Hague Journal

The Peace Palace


Friends, I’m writing you from Salzburg, where I’m doing my annual job at the festival. (Jobs, actually.) I don’t propose to scribble you a Salzburg journal — later. I’d like to do a Hague journal. I spent some time in that Dutch city not long ago.

Why? Was I indicted for war crimes? No, much as some readers have suggested it over the years. Some of us National Review types were there, in advance of an NR cruise — which is another story, or journal.

Before leaving New York, I had lunch at my favorite barbecue place. It later occurred to me: from Harlem to Haarlem.

Speaking of double a’s: They’re all over Holland, on signs. Holland is a double-voweled country.

(Beethoven was of Dutch ancestry, by the way — note the double e.)

I arrive at the airport in Amsterdam, and I think, “Man, are they tall.” Even the girls look down on you, many of them.
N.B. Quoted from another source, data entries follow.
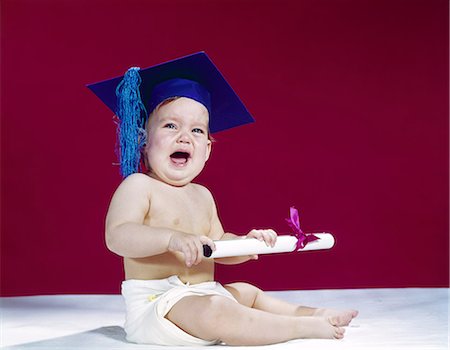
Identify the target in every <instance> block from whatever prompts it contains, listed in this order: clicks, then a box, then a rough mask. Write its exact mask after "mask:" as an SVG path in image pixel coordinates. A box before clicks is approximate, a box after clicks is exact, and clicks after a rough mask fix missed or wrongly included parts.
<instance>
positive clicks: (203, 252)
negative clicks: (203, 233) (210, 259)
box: [203, 244, 212, 258]
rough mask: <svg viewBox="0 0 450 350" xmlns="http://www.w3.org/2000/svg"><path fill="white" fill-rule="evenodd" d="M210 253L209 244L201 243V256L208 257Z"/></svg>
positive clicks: (208, 256)
mask: <svg viewBox="0 0 450 350" xmlns="http://www.w3.org/2000/svg"><path fill="white" fill-rule="evenodd" d="M211 255H212V249H211V247H210V246H209V245H207V244H204V245H203V256H205V257H207V258H209V257H210V256H211Z"/></svg>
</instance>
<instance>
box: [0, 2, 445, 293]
mask: <svg viewBox="0 0 450 350" xmlns="http://www.w3.org/2000/svg"><path fill="white" fill-rule="evenodd" d="M200 50H205V51H206V52H207V53H208V54H209V55H210V57H211V58H212V59H213V60H214V62H215V63H216V64H217V65H218V66H219V67H220V68H221V70H222V71H223V73H224V75H225V76H226V78H227V80H228V81H229V82H230V83H231V84H232V85H233V87H234V88H235V90H236V91H237V92H238V93H239V94H240V96H241V98H242V99H243V101H244V103H246V105H247V107H248V108H249V110H250V111H251V112H252V113H253V115H254V117H255V118H256V119H257V122H256V123H255V124H252V125H248V126H245V127H242V128H238V129H236V130H230V131H227V132H224V133H221V134H217V135H216V138H217V143H216V144H215V145H214V150H213V155H212V158H211V159H210V161H209V164H208V165H207V168H206V169H205V171H204V173H203V174H202V175H201V176H200V177H199V178H198V181H199V182H200V183H202V184H205V185H207V186H208V187H209V188H210V189H211V190H212V192H213V193H214V194H215V197H216V200H217V203H218V207H219V215H220V216H221V219H222V221H223V224H224V227H225V229H226V230H229V231H231V232H240V233H245V232H247V231H249V230H250V229H252V228H263V227H272V228H274V229H276V230H277V231H279V232H280V233H286V232H288V227H287V226H286V224H285V222H284V218H285V217H287V216H288V213H289V207H290V206H291V205H295V206H297V208H299V209H300V212H301V222H302V227H303V229H304V230H305V231H307V232H312V231H330V232H332V233H333V234H334V235H335V237H336V238H337V245H336V247H335V248H334V249H332V250H330V251H324V252H313V253H311V252H310V253H301V254H300V253H299V254H288V255H278V256H265V257H261V258H260V260H259V261H257V262H251V263H248V264H244V265H238V266H233V267H229V266H228V267H223V266H221V267H219V268H218V269H217V276H218V279H219V280H220V281H222V282H228V281H232V280H247V281H251V282H253V283H255V284H256V285H259V286H260V287H262V288H265V289H269V290H280V289H315V288H360V287H413V286H421V287H434V286H448V272H449V271H448V209H449V207H448V155H449V154H448V1H446V0H431V1H430V0H421V1H413V0H367V1H360V0H302V1H296V0H292V1H287V0H284V1H276V0H272V1H256V0H255V1H250V0H247V1H240V0H239V1H238V0H236V1H230V0H227V1H225V0H223V1H221V0H216V1H200V0H197V1H194V0H192V1H185V0H174V1H163V0H161V1H143V0H142V1H139V0H130V1H123V0H85V1H84V0H72V1H69V0H65V1H60V0H40V1H34V0H4V1H1V118H2V119H1V120H2V127H1V136H2V137H1V142H2V143H1V168H2V173H1V175H2V176H1V204H2V205H1V234H2V240H1V248H2V265H1V277H2V279H1V281H2V286H1V289H2V295H27V294H47V293H50V294H51V293H117V292H118V291H119V285H120V281H121V280H122V278H123V271H122V266H121V259H120V258H119V257H117V256H115V255H113V254H112V253H110V252H109V251H107V249H106V248H105V244H104V240H103V229H104V227H103V225H104V218H105V213H106V210H107V206H108V202H109V199H110V197H111V195H112V193H113V191H114V189H115V188H116V187H117V185H118V184H119V182H120V177H119V175H118V171H117V168H116V167H115V166H113V165H112V163H113V162H115V155H114V151H113V146H114V142H115V133H114V132H115V131H114V125H113V123H112V113H111V112H110V111H109V110H108V109H106V108H105V106H104V105H102V103H100V101H99V100H97V98H96V97H95V96H94V95H93V94H92V93H91V92H90V91H89V90H88V89H87V88H85V86H84V85H85V84H87V83H91V82H95V81H98V80H102V79H106V78H109V77H112V76H116V75H120V74H122V73H123V72H124V71H125V70H126V69H127V68H128V67H130V66H141V67H146V66H150V65H153V64H156V63H160V62H162V61H165V60H169V59H173V58H176V57H178V56H181V55H186V54H190V53H193V52H196V51H200Z"/></svg>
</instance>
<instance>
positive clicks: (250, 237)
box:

The Dutch are the tallest people in the world — surpassing even tall East Africans.

Tony Daniels — a.k.a. Theodore Dalrymple — once told me something. There was an article in a Dutch newspaper, which described him as “short of stature.” He is not — he is quite normal, for most places. But he must appear short to Dutchmen.
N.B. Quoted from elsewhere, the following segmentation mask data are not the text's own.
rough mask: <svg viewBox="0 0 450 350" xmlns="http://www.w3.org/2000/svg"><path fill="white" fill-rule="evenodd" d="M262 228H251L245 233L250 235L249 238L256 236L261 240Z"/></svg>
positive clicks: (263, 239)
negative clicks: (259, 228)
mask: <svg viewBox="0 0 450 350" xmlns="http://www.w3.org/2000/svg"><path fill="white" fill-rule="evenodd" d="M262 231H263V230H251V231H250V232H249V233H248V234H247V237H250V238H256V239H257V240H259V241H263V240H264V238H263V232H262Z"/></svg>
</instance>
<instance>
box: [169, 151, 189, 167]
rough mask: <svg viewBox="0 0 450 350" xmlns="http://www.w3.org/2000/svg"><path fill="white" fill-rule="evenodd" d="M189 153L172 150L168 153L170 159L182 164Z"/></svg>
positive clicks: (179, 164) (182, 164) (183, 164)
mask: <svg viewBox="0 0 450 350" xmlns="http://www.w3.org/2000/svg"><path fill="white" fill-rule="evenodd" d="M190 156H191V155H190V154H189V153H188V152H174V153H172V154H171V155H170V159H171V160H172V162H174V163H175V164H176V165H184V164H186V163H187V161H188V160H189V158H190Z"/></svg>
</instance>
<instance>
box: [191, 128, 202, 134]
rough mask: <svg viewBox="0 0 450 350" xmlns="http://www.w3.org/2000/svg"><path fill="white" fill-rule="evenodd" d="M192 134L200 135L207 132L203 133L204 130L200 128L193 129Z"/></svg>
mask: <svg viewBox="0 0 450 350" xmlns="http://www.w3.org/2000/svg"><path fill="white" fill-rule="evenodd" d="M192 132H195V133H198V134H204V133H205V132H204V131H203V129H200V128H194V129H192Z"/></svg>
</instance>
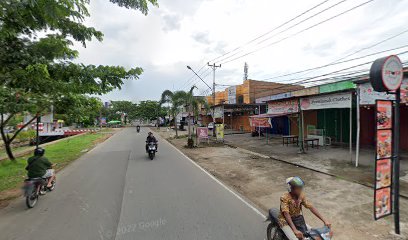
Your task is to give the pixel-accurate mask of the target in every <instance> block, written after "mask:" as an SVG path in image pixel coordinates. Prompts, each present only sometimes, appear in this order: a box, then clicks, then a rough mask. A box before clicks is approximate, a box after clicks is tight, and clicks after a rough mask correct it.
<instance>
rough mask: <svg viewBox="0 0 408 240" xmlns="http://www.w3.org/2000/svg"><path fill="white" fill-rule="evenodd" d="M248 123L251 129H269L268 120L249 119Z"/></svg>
mask: <svg viewBox="0 0 408 240" xmlns="http://www.w3.org/2000/svg"><path fill="white" fill-rule="evenodd" d="M249 122H250V124H251V127H268V128H269V127H271V123H270V122H269V118H255V117H251V118H249Z"/></svg>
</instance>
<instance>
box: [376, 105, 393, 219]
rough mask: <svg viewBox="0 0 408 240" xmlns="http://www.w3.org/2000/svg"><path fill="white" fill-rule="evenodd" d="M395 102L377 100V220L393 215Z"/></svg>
mask: <svg viewBox="0 0 408 240" xmlns="http://www.w3.org/2000/svg"><path fill="white" fill-rule="evenodd" d="M392 110H393V101H391V100H377V102H376V126H377V148H376V157H375V191H374V218H375V220H377V219H380V218H383V217H385V216H388V215H391V214H392V204H391V200H392V188H393V184H392V169H393V161H392V154H393V153H392V151H393V141H392V137H393V125H392V121H393V111H392Z"/></svg>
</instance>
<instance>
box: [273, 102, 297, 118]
mask: <svg viewBox="0 0 408 240" xmlns="http://www.w3.org/2000/svg"><path fill="white" fill-rule="evenodd" d="M297 112H299V106H298V100H297V99H295V100H287V101H274V102H269V103H268V114H276V115H279V114H289V113H297Z"/></svg>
The airport in Amsterdam, as you know, is called “Schiphol” (meaning “Ship Hole”). The “sch” sound in Dutch is one of the most amazing sounds in language — some impossible scrapy thing. Of course, many sounds are impossible until you learn to imitate them. And then they’re not impossible at all.
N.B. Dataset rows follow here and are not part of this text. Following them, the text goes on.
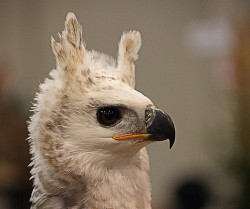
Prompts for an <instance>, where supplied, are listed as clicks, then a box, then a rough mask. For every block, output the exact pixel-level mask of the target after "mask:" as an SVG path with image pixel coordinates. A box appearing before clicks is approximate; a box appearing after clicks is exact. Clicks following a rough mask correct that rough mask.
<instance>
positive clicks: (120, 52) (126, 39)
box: [119, 31, 141, 62]
mask: <svg viewBox="0 0 250 209" xmlns="http://www.w3.org/2000/svg"><path fill="white" fill-rule="evenodd" d="M140 47H141V34H140V33H139V32H138V31H129V32H125V33H123V35H122V37H121V41H120V44H119V53H120V55H121V56H125V57H127V58H128V60H129V61H130V62H134V61H135V60H137V58H138V51H139V49H140Z"/></svg>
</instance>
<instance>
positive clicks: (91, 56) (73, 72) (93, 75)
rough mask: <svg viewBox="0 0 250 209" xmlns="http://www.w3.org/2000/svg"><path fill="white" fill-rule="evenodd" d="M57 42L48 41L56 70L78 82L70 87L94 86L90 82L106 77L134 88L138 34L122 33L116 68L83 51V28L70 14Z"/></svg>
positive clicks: (139, 37)
mask: <svg viewBox="0 0 250 209" xmlns="http://www.w3.org/2000/svg"><path fill="white" fill-rule="evenodd" d="M59 39H60V41H59V43H57V42H56V41H55V40H54V38H53V37H52V38H51V46H52V49H53V52H54V54H55V56H56V60H57V68H58V69H60V70H62V71H63V72H64V73H63V74H64V75H65V77H64V78H65V79H66V80H68V79H71V80H72V81H75V80H77V82H71V83H72V84H73V83H75V84H77V83H79V84H80V85H81V86H82V87H84V86H88V85H89V84H93V83H94V80H93V79H95V78H102V77H103V78H105V77H106V78H108V77H109V76H107V75H108V74H110V75H115V79H119V80H121V82H123V83H125V84H127V85H129V86H130V87H132V88H134V87H135V72H134V71H135V70H134V61H135V60H137V58H138V51H139V49H140V47H141V35H140V33H139V32H138V31H129V32H124V33H123V35H122V37H121V40H120V42H119V51H118V65H117V66H115V64H113V63H115V61H114V62H113V59H110V58H109V57H108V56H106V55H104V54H101V53H97V52H95V51H88V50H87V49H86V48H85V45H84V43H83V40H82V27H81V25H80V24H79V22H78V21H77V19H76V16H75V15H74V14H73V13H71V12H70V13H68V14H67V17H66V21H65V29H64V31H63V32H62V34H59ZM110 68H113V71H110ZM115 68H117V69H115ZM102 74H103V75H102ZM79 81H80V82H79ZM69 83H70V82H69Z"/></svg>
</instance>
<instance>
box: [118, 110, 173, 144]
mask: <svg viewBox="0 0 250 209" xmlns="http://www.w3.org/2000/svg"><path fill="white" fill-rule="evenodd" d="M145 121H146V128H145V131H144V132H143V133H135V134H125V135H119V136H114V137H113V138H114V139H116V140H122V139H132V138H136V139H138V140H139V141H145V140H151V141H163V140H166V139H169V141H170V148H171V147H172V146H173V144H174V141H175V128H174V123H173V121H172V119H171V118H170V116H169V115H168V114H166V113H164V112H163V111H162V110H160V109H157V108H156V107H155V106H153V105H149V106H148V107H147V108H146V110H145Z"/></svg>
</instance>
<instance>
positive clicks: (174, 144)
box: [0, 0, 249, 209]
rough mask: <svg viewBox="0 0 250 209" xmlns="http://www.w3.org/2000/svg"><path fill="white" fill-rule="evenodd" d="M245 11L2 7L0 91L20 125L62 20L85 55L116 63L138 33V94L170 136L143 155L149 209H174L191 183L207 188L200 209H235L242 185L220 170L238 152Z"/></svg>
mask: <svg viewBox="0 0 250 209" xmlns="http://www.w3.org/2000/svg"><path fill="white" fill-rule="evenodd" d="M248 6H249V5H248V4H247V1H243V0H242V1H237V2H235V1H229V0H227V1H226V0H217V1H216V0H212V1H205V0H189V1H187V0H178V1H173V0H165V1H163V0H154V1H147V0H145V1H142V0H106V1H104V0H91V1H84V0H81V1H80V0H74V1H66V0H57V1H56V0H54V1H49V0H43V1H42V0H40V1H28V0H0V63H4V66H5V67H4V68H5V72H6V71H8V72H7V74H9V76H8V79H7V82H6V83H5V86H4V88H3V89H4V90H3V91H5V92H10V91H11V92H14V94H15V97H16V98H17V100H18V102H19V105H20V109H21V112H22V114H23V115H24V117H25V118H27V117H28V116H29V115H30V112H29V109H30V107H31V104H32V101H33V98H34V96H35V92H36V91H37V89H38V86H39V84H40V83H42V82H43V80H44V79H45V78H46V77H47V76H48V73H49V72H50V71H51V70H52V69H53V68H55V59H54V56H53V53H52V52H51V47H50V38H51V36H54V37H55V38H56V39H57V33H58V32H61V31H62V29H63V27H64V25H63V24H64V21H65V16H66V14H67V12H69V11H72V12H74V13H75V14H76V16H77V18H78V20H79V22H80V23H81V24H82V25H83V36H84V40H85V41H86V43H87V48H88V49H95V50H97V51H101V52H104V53H107V54H110V55H112V56H114V57H116V55H117V50H118V41H119V39H120V36H121V34H122V32H123V31H127V30H134V29H135V30H138V31H140V32H141V35H142V48H141V50H140V52H139V57H140V58H139V60H138V61H136V89H137V90H139V91H141V92H142V93H143V94H145V95H146V96H148V97H149V98H150V99H151V100H152V101H153V102H154V103H155V105H157V106H158V107H160V108H161V109H163V110H164V111H166V112H167V113H168V114H169V115H171V117H172V119H173V121H174V123H175V127H176V143H175V144H174V147H173V148H172V149H171V150H169V144H168V142H160V143H155V144H152V145H150V146H148V152H149V156H150V164H151V172H150V176H151V182H152V200H153V201H152V205H153V208H161V209H163V208H177V207H175V206H174V204H175V203H174V202H175V201H176V193H175V192H176V189H177V188H178V186H180V185H181V183H182V182H183V181H185V180H187V181H188V180H189V179H198V180H199V181H201V182H204V184H206V185H208V188H209V189H208V191H210V192H211V193H210V194H211V195H210V200H211V201H210V203H209V204H208V205H207V206H206V208H227V209H230V208H238V205H237V204H238V202H239V201H238V198H239V196H240V195H241V193H242V185H241V180H239V178H238V177H237V175H231V173H232V170H231V169H234V168H228V166H227V164H230V162H231V159H232V158H234V156H235V155H236V154H235V153H237V152H238V151H239V150H240V145H239V142H238V137H239V135H237V133H238V132H237V130H238V129H237V125H236V122H235V121H236V120H238V116H237V111H238V108H237V104H238V102H237V101H238V100H237V91H238V89H239V88H238V87H237V76H236V73H237V71H236V69H237V67H236V66H237V63H236V62H235V61H234V58H235V56H234V52H235V48H236V47H237V43H238V42H237V37H238V35H237V33H238V32H237V28H236V29H235V22H236V23H237V21H238V20H240V21H239V22H240V23H242V22H243V23H242V25H243V26H244V20H245V19H246V18H247V17H245V15H244V14H247V11H248V12H249V10H247V9H248ZM236 25H238V23H237V24H236ZM244 34H245V32H243V35H244ZM57 40H58V39H57ZM248 43H249V42H248ZM248 72H249V71H248ZM5 94H6V93H5ZM13 131H15V130H13ZM1 140H3V141H4V139H1ZM20 140H24V139H20ZM25 143H26V142H25ZM0 146H2V145H0ZM16 154H17V155H19V153H16ZM2 161H4V158H2ZM0 163H1V161H0ZM0 201H1V199H0ZM0 208H1V207H0ZM204 208H205V207H204Z"/></svg>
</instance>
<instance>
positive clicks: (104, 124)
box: [96, 107, 121, 126]
mask: <svg viewBox="0 0 250 209" xmlns="http://www.w3.org/2000/svg"><path fill="white" fill-rule="evenodd" d="M96 115H97V120H98V122H99V123H100V124H102V125H104V126H111V125H113V124H115V123H116V122H117V121H118V120H119V119H120V118H121V114H120V112H119V110H118V109H117V108H116V107H102V108H100V109H98V110H97V113H96Z"/></svg>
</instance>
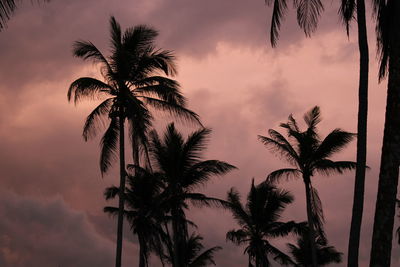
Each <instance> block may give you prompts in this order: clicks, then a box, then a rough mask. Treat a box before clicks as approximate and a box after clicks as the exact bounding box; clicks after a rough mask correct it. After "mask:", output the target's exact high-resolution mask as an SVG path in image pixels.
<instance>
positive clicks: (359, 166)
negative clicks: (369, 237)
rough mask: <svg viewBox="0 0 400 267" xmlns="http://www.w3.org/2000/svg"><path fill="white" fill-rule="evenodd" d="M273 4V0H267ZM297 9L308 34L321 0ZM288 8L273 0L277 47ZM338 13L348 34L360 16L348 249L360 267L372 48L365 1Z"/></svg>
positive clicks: (301, 27)
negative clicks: (352, 200)
mask: <svg viewBox="0 0 400 267" xmlns="http://www.w3.org/2000/svg"><path fill="white" fill-rule="evenodd" d="M265 3H266V4H267V5H272V0H265ZM294 6H295V8H296V9H297V21H298V23H299V25H300V27H301V28H303V29H304V32H305V34H306V36H308V37H309V36H310V34H311V33H312V32H313V31H314V30H315V29H316V27H317V24H318V18H319V16H320V14H321V11H322V10H323V5H322V2H321V1H320V0H301V1H294ZM286 9H287V4H286V0H275V1H274V2H273V13H272V22H271V31H270V40H271V44H272V46H276V44H277V40H278V37H279V30H280V25H281V20H282V19H283V17H284V15H285V11H286ZM338 13H339V15H340V17H341V19H342V20H343V22H344V24H345V25H346V30H347V35H349V27H350V22H351V21H352V20H353V19H354V18H355V13H356V18H357V33H358V48H359V52H360V74H359V75H360V76H359V86H358V120H357V136H358V138H357V166H356V173H355V184H354V200H353V210H352V220H351V229H350V238H349V249H348V255H349V257H348V266H358V250H359V243H360V232H361V222H362V214H363V209H364V188H365V168H366V159H367V118H368V71H369V54H368V53H369V50H368V38H367V23H366V18H365V0H341V7H340V9H339V12H338Z"/></svg>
On the way from Amsterdam to The Hague, I thought of a line from Mark Helprin’s recent novel, In Sunlight and in Shadow: Holland has “a mild, waterlogged landscape.” So true, so well put.

Kind of funny to see modern windmills in Holland — those sleek, silver things. Because you think of Holland as the home of the old, Rembrandt-style windmills.

At least the tulips don’t change. (Or do they?)

Our hotel has a restaurant, and its name is Pearl — clever. Capitalizingly clever. When Vermeer painted that girl — the one with the pearl earring — I wonder if he could guess that she would be one of the most famous and best-loved girls in the world.

I have not seen so many bicyclers since my last visit to Stanford University. In either place — The Hague or Stanford — you’re liable to be run over at any second. They don’t just whiz by. They threaten.

Here in The Hague, almost no bicycler wears a helmet. Which is interesting. Hasn’t the EU ruled on this, as on the lesser details of life?

Suddenly, I’m being yelled at, by two young Dutchmen. It turns out I’m walking in the bike lane. (They too are on foot.) Their tone is sharp and nasty. As they continue down the street, they scowl, mutter, and shake their heads.

I think, “Zealous sons-of-guns.” (That’s a Bowdlerized version of what I think.) Their outburst was so unnecessary.

Later I think, “Would they have taken the same tone with, say, a group of young Muslim men? Hmmm?” To borrow a phrase from Fred Barnes: Not likely.

The Peace Palace is really one of the most beautiful buildings in Europe. It was paid for by Andrew Carnegie. I got to know it a little bit — in a scholarly way — when I wrote a history of the Nobel Peace Prize. The palace figures in the early history of the prize.

A lot of international peace-ism is silly — some of it isn’t — but the building is beautiful, regardless.

I try to visit the palace — to go inside — but I’m told that visiting hours are quite limited. This is not a place for tourism. “It’s a working palace,” says a guard.

I’m sort of tickled by that phrase: “a working palace.”

As longtime readers know, I have a tradition in foreign capitals, and other cities: When I pass a Cuban embassy or consulate, I flip it off. I raise my bird.

This is a tradition I continue in The Hague.

There is a Domino’s Pizza here. I smile as I pass it. Domino’s started in my little ol’ hometown of Ann Arbor, Michigan. Its founder is Tom Monaghan, a greatly inspiring story: an orphan who made good.

Even the Left would be inspired by it if they could get over his opposition to abortion, which, of course, they can’t.

Our group takes a bus tour, and our guide mentions the Battle of Waterloo: It was a glorious Dutch victory. As one of us remarks, sotto voce, Wellington had nothing to do with it!

We have a look at Parliament. Our guide points out that security is relaxed. There is little political violence in Holland — although a Dutch politician, a right-winger with extreme views, was assassinated in 2002. The gunman was “a normal Dutch guy” (by which our guide means, I’m sure, a non-Muslim).

I can’t help thinking, with a burn, “Pim Fortuyn was certainly less extreme than the normal guy who killed him.”